Accelerometers and GPS monitors are not entirely new technologies in the New Zealand farming sector. 

Accelerometers have long been part of the tech helping dairy farmers determine cows’ behaviour changes when on heat, for example. 

But work by scientists across several research institutes, and the world, is discovering the value in the technology for better understanding the real time responses of sheep to shifts in conditions and health. 

AgResearch senior scientist Tricia Johnson is among those using the tech that brings some practical solutions to farming challenges. 

Accelerometers measure the rate of change in an object’s movement and are found in multiple applications, from navigation equipment to cell phones and fitness devices.  

GPS tech typically links the device to a satellite station to determine location.

But at a research level, Johnson and her colleagues are starting to get in-depth insights to how sheep behave in the field, reducing the reliance upon less than realistic lab-based trials that inevitably remove the environmental effects of real time activity.

“Attaching an accelerometer under the jaw for example enables us to monitor feed intake, right down to rumination patterns, recording the ‘chew-chew-burp-pause-chew’ type pattern. Detecting those subtleties can help better understand emissions, and in turn the feed efficiency of animals.”

The lab type comparison requires putting animals in a pen and feeding them lucerne-based pellets, quite different from a field environment.

Being able to constantly monitor animal movement is also useful in better understanding their response to illness or ill thrift.

“Looking at them, you get a split second to determine how they are doing. But this tech means their movement can be tracked. It could be a sick animal may have been standing in one place for several hours, feeling unwell.”

Scientists from NZ, Australia and the United States have recently studied the impact of ryegrass staggers on sheep. 

The on-animal sensors have detected changes in animal behaviour, exhibited through extraordinary movement, or lack of it. 

Machine learning analysis of accelerometer data showed the activity of sheep suffering staggers was increased in the morning and midday towards the end of the trial. 

Previous economic monitoring has suggested the value to the industry of being alerted to early signs of staggers and being able to manage it could be worth over $100 a hectare in additional income,and also eases the welfare impact of the condition.

Johnson’s team has also found analysing data that sheep exhibit quite varied differences in how far they will pursue feed.

“We have found there are some real sloths in there that will not venture very far during the day, while others will go far and wide.” 

The study ties in in with her work examining the genetic traits modern sheep require and the team have determined distance travelled is a repeatable trait that has a moderate level of genetic control.

The researchers have also used the GPS tech to better understand ewe behaviour around lambing time,and have highlighted unique patterns of behaviour in terms of where ewes lambed and post lambing movement.

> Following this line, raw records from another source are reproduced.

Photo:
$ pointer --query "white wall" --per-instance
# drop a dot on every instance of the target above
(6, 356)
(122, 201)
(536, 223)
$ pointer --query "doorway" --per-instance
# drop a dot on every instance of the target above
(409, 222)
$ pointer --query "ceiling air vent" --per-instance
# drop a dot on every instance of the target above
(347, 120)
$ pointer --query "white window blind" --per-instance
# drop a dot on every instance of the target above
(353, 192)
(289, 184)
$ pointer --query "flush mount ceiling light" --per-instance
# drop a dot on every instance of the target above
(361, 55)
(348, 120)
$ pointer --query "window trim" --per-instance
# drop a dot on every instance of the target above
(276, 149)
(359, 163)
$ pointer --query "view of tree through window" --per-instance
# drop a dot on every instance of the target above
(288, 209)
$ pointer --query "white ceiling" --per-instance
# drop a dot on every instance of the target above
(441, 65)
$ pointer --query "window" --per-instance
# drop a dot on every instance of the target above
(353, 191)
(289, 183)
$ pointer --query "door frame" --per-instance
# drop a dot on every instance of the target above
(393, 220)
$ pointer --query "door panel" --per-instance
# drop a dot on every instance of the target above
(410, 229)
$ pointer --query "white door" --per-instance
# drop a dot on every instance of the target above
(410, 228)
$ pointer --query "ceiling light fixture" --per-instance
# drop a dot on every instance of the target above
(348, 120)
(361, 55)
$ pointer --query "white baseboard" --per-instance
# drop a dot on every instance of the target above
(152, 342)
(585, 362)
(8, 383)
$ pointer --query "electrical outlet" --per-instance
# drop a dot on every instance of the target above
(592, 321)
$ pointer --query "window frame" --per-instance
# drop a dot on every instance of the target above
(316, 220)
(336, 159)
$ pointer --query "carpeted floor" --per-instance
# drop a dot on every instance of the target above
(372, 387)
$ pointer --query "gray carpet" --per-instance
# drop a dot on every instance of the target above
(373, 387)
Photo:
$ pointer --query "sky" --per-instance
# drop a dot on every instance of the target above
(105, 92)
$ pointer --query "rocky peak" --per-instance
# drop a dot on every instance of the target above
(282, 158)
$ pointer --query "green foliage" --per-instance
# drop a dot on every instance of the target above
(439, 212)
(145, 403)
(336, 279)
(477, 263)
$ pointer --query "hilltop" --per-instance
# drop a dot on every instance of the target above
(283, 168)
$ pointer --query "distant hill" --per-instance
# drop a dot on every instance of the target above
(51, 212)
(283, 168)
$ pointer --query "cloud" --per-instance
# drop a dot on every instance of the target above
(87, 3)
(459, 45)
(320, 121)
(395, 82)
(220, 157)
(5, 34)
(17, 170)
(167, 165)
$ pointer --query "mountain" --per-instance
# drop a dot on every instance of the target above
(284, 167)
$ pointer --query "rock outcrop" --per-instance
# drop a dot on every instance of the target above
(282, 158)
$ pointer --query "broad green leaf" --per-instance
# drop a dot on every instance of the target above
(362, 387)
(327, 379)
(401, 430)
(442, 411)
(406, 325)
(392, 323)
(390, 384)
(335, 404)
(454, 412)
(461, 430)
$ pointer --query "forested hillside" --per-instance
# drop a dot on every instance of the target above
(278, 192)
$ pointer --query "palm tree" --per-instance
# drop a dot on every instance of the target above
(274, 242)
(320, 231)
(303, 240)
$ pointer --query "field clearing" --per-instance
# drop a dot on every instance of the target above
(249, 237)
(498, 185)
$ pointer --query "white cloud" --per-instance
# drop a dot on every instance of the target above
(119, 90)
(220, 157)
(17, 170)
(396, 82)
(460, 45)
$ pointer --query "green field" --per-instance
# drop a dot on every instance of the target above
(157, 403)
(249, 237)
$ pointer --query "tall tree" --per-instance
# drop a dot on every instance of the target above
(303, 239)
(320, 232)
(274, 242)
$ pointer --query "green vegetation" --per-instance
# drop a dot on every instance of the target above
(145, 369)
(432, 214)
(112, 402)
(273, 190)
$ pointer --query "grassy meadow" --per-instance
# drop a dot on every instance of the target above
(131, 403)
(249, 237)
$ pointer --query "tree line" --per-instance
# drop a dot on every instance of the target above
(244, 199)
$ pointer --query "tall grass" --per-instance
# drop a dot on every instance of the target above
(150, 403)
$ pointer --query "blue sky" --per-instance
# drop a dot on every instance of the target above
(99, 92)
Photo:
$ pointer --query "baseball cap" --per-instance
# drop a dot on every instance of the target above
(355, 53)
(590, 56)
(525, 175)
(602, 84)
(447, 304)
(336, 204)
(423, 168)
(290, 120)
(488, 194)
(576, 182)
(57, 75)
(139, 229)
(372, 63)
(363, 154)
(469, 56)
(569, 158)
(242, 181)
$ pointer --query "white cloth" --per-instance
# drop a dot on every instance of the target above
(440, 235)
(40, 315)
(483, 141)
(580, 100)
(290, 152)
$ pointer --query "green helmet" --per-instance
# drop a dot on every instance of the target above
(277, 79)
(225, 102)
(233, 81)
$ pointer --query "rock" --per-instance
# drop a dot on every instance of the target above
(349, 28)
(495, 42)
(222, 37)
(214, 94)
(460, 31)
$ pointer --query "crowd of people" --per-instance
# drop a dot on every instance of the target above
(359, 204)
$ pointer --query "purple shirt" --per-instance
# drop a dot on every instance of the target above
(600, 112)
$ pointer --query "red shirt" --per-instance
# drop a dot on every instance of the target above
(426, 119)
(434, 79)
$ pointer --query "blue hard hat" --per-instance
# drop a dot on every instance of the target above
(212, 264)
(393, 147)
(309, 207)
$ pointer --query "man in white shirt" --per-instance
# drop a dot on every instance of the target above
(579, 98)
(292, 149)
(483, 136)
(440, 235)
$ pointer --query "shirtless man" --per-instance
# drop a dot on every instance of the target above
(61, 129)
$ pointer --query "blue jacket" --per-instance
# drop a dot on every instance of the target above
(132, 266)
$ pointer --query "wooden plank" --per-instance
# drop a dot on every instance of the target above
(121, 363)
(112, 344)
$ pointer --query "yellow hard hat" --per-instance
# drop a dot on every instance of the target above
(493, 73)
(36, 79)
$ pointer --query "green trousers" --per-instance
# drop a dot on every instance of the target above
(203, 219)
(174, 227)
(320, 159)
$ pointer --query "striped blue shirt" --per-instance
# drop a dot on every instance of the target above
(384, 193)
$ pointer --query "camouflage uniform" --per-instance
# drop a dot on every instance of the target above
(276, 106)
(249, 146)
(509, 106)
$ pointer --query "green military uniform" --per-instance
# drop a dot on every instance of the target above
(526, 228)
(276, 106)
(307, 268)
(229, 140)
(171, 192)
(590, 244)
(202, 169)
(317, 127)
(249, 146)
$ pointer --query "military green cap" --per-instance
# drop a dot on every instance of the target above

“Two days after we deployed the GPS there was a massive storm and we found quite different behaviours exhibited. Some chose to just lamb out in the middle of it, while others did choose the tree line for shelter.” 

With more data and a larger sample, she believes scientists could get a better fix on how maternal behaviour, lamb survivability and lamb weights may all be linked.

Johnson says the compacting of GPS-accelerometer tech,and a lowering of its cost,would do much to take it beyond the realm of researchers and onto farms.

“In the past sheep farming has probably been the poor cousin to dairying which has a very clear cost:benefit equation in using this tech. Also, we would require greater numbers per farm.”

But she can also see the potential to have a sample of a flock armed with the tech, offering a sentinel like alert to the presence of risks like staggers, facial eczema, or parasite loadings.

“But of course, we are also learning that not every animal responds to these challenges the same and ideally one on every sheep would deliver a better flock health profile for the farmer.”